Thomas Smith

Personal information
- Full name: Thomas Michael Smith
- Born: 16 May 1899 Lambeth, London, England
- Died: 17 November 1965 (aged 66) Taunton, Somerset, England

Domestic team information
- 1923–1924: Hampshire

Career statistics
| Competition | First-class |
| Matches | 9 |
| Runs scored | 89 |
| Batting average | 8.90 |
| 100s/50s | 0/0 |
| Top score | 18 |
| Catches/stumpings | 3/– |
- Source: Cricinfo, 30 June 2023

= Thomas Smith (cricketer, born 1899) =

English cricketer

Thomas Michael Smith (16 May 1899 – 17 November 1965) was an English cricketer who played for Hampshire County Cricket Club during 1923 and 1924.

Smith was born in Lambeth in London and made his first-class cricket debut during the 1923 season, against Glamorgan. He made five appearances in 1923, with a top score of 16 not out.
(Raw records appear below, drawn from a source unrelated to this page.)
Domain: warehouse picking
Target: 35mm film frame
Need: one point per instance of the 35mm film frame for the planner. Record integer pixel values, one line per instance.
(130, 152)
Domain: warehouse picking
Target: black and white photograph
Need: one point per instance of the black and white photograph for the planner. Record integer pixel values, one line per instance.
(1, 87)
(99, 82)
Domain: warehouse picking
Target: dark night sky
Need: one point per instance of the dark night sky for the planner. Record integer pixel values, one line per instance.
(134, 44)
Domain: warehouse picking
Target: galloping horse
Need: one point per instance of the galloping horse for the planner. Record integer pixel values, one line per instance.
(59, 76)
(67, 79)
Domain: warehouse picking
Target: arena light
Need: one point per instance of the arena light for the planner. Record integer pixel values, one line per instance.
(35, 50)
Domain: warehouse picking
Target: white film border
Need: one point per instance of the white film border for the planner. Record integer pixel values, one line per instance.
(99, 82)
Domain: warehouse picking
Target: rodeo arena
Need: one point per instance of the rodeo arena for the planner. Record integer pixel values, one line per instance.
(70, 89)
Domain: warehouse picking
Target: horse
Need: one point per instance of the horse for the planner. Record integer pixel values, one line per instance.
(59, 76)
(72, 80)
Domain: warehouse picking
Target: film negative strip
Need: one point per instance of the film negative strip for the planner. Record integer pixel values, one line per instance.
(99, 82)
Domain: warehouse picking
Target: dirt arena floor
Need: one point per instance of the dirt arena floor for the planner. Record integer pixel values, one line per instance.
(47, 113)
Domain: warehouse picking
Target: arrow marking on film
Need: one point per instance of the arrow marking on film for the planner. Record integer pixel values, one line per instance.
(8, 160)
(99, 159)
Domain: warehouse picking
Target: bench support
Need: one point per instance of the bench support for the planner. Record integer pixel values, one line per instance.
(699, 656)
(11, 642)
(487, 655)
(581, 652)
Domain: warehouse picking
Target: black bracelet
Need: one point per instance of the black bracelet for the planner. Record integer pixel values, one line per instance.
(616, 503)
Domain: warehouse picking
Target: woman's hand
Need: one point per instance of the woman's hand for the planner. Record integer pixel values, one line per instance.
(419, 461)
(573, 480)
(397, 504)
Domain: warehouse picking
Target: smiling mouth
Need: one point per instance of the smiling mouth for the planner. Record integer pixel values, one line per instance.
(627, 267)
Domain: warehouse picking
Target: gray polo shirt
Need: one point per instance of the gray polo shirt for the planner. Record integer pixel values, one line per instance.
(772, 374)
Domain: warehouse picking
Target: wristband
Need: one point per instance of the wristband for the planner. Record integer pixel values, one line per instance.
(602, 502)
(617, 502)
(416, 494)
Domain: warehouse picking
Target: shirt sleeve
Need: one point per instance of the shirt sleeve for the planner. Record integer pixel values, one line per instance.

In the following season, he made four appearances, including a top score of 18 in his final appearance for the side, his highest first-class score.

Between 1928 and 1930, Smith made three appearances for a Gold Coast Europeans side, including a top score of 70 runs in his second appearance for the team. He died at Taunton in Somerset in 1965 aged 66.